Quantcast

RFR(S): 8178811: Minimize the AVX <-> SSE transition penalty on x86

classic Classic list List threaded Threaded
7 messages Options
Reply | Threaded
Open this post in threaded view
|  
Report Content as Inappropriate

RFR(S): 8178811: Minimize the AVX <-> SSE transition penalty on x86

Deshpande, Vivek R

Hi All

 

This fix minimizes the AVX to SSE and SSE to AVX transition penalty through generation of vzeroupper instruction. With this patch we see zero transitions with penalty per SPECjbb2015 jOPS on BDW and a significant reduction on SKX CPU event vector width mismatch from 65 to 0.01 per SPECjbb2015 jOPS. We have also implemented an enhancement to disable vzeroupper generation for Knights family where the instruction has high penalty and is not recommended. The option UseVzeroupper is used to control generation of vzeroupper instruction and gets set to false on the Knights family. 
We observed ~3% gain on SPECJvm2008 composite result on Skylake.

Webrev:

http://cr.openjdk.java.net/~vdeshpande/8178811/webrev.00/

I have also updated the JBS entry.

https://bugs.openjdk.java.net/browse/JDK-8178811

Would you please review and sponsor it.

 

Regards,

Vivek

 

Reply | Threaded
Open this post in threaded view
|  
Report Content as Inappropriate

Re: RFR(S): 8178811: Minimize the AVX <-> SSE transition penalty on x86

Vladimir Kozlov
Hi Vivek,

Did you pinpoint particular change which helps SPECjbb2015?

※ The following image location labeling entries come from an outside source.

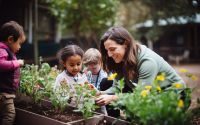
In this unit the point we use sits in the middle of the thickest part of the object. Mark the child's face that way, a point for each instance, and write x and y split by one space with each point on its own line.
73 64
94 67
15 46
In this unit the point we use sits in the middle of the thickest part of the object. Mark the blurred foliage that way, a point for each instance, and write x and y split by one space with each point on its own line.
88 18
134 12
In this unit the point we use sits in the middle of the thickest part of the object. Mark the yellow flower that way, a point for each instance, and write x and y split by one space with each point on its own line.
180 103
112 76
160 77
144 93
178 85
148 87
183 70
158 88
194 78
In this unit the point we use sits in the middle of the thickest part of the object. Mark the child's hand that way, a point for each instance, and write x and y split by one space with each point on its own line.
21 62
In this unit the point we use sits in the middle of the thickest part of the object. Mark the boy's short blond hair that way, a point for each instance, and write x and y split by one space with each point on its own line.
92 55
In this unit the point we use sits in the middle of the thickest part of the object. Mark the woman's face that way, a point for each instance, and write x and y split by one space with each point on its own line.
73 64
115 50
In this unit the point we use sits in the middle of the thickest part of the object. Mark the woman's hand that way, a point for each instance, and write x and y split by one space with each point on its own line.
105 99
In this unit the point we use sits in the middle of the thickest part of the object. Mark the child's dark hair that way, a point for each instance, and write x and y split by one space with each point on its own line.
11 28
68 51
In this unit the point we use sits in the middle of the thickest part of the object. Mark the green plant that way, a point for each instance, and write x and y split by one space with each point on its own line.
60 97
85 99
36 81
150 105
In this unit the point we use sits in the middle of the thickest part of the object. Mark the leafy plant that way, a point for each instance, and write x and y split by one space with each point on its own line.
150 105
37 81
85 99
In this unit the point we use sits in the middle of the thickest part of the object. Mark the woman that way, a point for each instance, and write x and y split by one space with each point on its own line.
135 62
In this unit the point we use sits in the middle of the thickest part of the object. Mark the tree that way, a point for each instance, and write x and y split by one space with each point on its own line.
87 18
155 10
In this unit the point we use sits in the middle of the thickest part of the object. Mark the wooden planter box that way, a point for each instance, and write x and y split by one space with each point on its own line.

 From what I remember it is mostly during call to runtime or JNI calls.

   // AVX instruction which is used to clear upper 128 bits of YMM registers and
   // to avoid transaction penalty between AVX and SSE states. There is no
   // penalty if legacy SSE instructions are encoded using VEX prefix because
   // they always clear upper 128 bits. It should be used before calling
   // runtime code and native libraries.
   void vzeroupper();

So why you added vzeroupper() into arraycopy and other stubs? If AVX is supported all instructions should be encoded with VEX prefix. Or the statement in the comment is incorrect?

About UseVzeroupper flag. We should avoid adding new product flags if possible.
IT only make sense if you want to do experiments to check performance with and without it. But we already know that it is needed on most CPUs.

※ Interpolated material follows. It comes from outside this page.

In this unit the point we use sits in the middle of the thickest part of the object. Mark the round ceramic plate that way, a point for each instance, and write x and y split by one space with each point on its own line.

I would suggest to add VM_Version::supports_vzeroupper() { return (_features & CPU_VZEROUPPER) != 0; }
Set CPU_VZEROUPPE if AVX is supported and clear it for Knights CPU. The add check inside assembler instruction:

   void Assembler::vzeroupper() {
-   assert(VM_Version::supports_avx(), "");
+   if (VM_Version::supports_vzeroupper()) {

It will allow to avoid supports_avx() checks on each vzeroupper() call.

You missed check in MachEpilogNode::emit() in x86_64.ad

Note, I used (C->max_vector_size() > 16) checks in .ad files because of the same reasons as above:

   // There is no penalty if legacy SSE instructions are encoded using VEX prefix because
   // they always clear upper 128 bits.

I thought if vectors are small and we use VEX prefix then upper bits will be 0 anyway so you don't need vzeroupper().

Thanks,
Vladimir

On 4/14/17 11:17 AM, Deshpande, Vivek R wrote:

> Hi All
>
>
>
> This fix minimizes the AVX to SSE and SSE to AVX transition penalty through generation of vzeroupper instruction. With this patch we see zero transitions with penalty per SPECjbb2015 jOPS on BDW and a
> significant reduction on SKX CPU event vector width mismatch from 65 to 0.01 per SPECjbb2015 jOPS. We have also implemented an enhancement to disable vzeroupper generation for Knights family where the
> instruction has high penalty and is not recommended. The option UseVzeroupper is used to control generation of vzeroupper instruction and gets set to false on the Knights family.
> We observed ~3% gain on SPECJvm2008 composite result on Skylake.
>
> Webrev:
>
> http://cr.openjdk.java.net/~vdeshpande/8178811/webrev.00/
>
> I have also updated the JBS entry.
>
> https://bugs.openjdk.java.net/browse/JDK-8178811
>
> Would you please review and sponsor it.
>
>
>
> Regards,
>
> Vivek
>
>
>
Reply | Threaded
Open this post in threaded view
|  
Report Content as Inappropriate

Re: RFR(S): 8178811: Minimize the AVX <-> SSE transition penalty on x86

Andrew Haley
In reply to this post by Deshpande, Vivek R
Hi,

On 14/04/17 19:17, Deshpande, Vivek R wrote:

> This fix minimizes the AVX to SSE and SSE to AVX transition penalty
> through generation of vzeroupper instruction.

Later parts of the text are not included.